The rise of serverless capabilities drove the financial industry to alter their ways of managing money by scaling the data masses to whatever volumes are needed, leaving users to be charged with only the transaction costs only for the data process, in return, canceling the server costs.

Financial institutions are fortifying their infrastructure through the cloud by building the needed cloud skills, discovering the advantages of cloud computing, and augmenting functionality levels. Wall Street’s shift will improve business value in ways traditional means could not. The need for on-premises data storage and classification will soon be a thing of the past as cloud computing will prove itself to be a dependable way of storing data on the servers.

Traditional Legacies

An estimate of 80 percent of financial transactions and 95 percent of ATM transactions were processed by a mainframe. The reliance on processed frameworks never raised issues, except how it will sustain itself against the colossal development and embrace of digital transformation.

Traditional technological legacies are just that, legacies. In order for the world, global economies, health sectors, and financial sectors worldwide to be able to deal with the acceleration in demand, they needed to make a move to the digital realm.

When the federal Paycheck Protection Program was rolled out, various banks began to notice characteristic weak points in their infrastructure, highlighting the need to modernize their tech framework.

The dependence on old technology is only because it works. Putting that aside will only underline the ever-higher need to reach new capabilities with fewer data centers that run on old technology.

In 2019, the biggest bank in the U.S., JP Morgan Chase, let go of its legacy ways and transformed its infrastructure into the cloud with three major cloud providers.
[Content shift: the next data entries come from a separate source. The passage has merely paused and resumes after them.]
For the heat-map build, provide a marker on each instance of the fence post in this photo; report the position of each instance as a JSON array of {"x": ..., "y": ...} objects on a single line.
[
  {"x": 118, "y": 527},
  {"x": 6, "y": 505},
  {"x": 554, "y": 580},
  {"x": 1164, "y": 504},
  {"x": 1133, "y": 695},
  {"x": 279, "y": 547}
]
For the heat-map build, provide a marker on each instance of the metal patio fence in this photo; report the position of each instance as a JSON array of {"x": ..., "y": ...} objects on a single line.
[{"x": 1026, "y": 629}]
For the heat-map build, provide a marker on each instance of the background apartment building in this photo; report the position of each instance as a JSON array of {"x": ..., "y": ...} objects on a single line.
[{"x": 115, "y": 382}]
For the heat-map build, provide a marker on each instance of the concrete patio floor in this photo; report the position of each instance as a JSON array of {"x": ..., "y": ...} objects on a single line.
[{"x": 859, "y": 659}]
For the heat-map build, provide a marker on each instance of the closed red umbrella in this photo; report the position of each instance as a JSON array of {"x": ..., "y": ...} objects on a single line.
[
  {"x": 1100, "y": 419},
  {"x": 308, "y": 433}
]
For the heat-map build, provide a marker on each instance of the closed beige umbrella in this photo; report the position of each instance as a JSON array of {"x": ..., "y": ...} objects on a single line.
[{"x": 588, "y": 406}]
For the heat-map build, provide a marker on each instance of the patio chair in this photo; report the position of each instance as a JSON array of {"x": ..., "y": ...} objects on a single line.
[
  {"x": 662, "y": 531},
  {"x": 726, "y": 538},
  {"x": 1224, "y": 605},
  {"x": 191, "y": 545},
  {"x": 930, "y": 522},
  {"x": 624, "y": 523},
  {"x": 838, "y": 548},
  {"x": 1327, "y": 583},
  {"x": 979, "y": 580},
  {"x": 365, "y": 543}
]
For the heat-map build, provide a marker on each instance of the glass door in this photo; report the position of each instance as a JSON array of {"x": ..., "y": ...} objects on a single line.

AWS is one of the cloud companies that took the lead in managing such a shift after Capital One was the first to welcome cloud computing. Soon after, Gladman Sachs employed one of AWS’s senior executives to take the lead in shifting its financial framework to the cloud.

Summary

Wall Street’s financial institutions hold the keys to the cloud computing industry, and Big Tech companies are fully aware of that. The Wall Street titans, JP Morgan and Goldman Sachs, both got pitched by Amazon to create their cloud infrastructure, and the company won both accounts. An effort that placed Amazon in its next phase as it bursts into the walls of the home of the NYSE and could lead the company to its successive peaks or put it in its trickiest stage.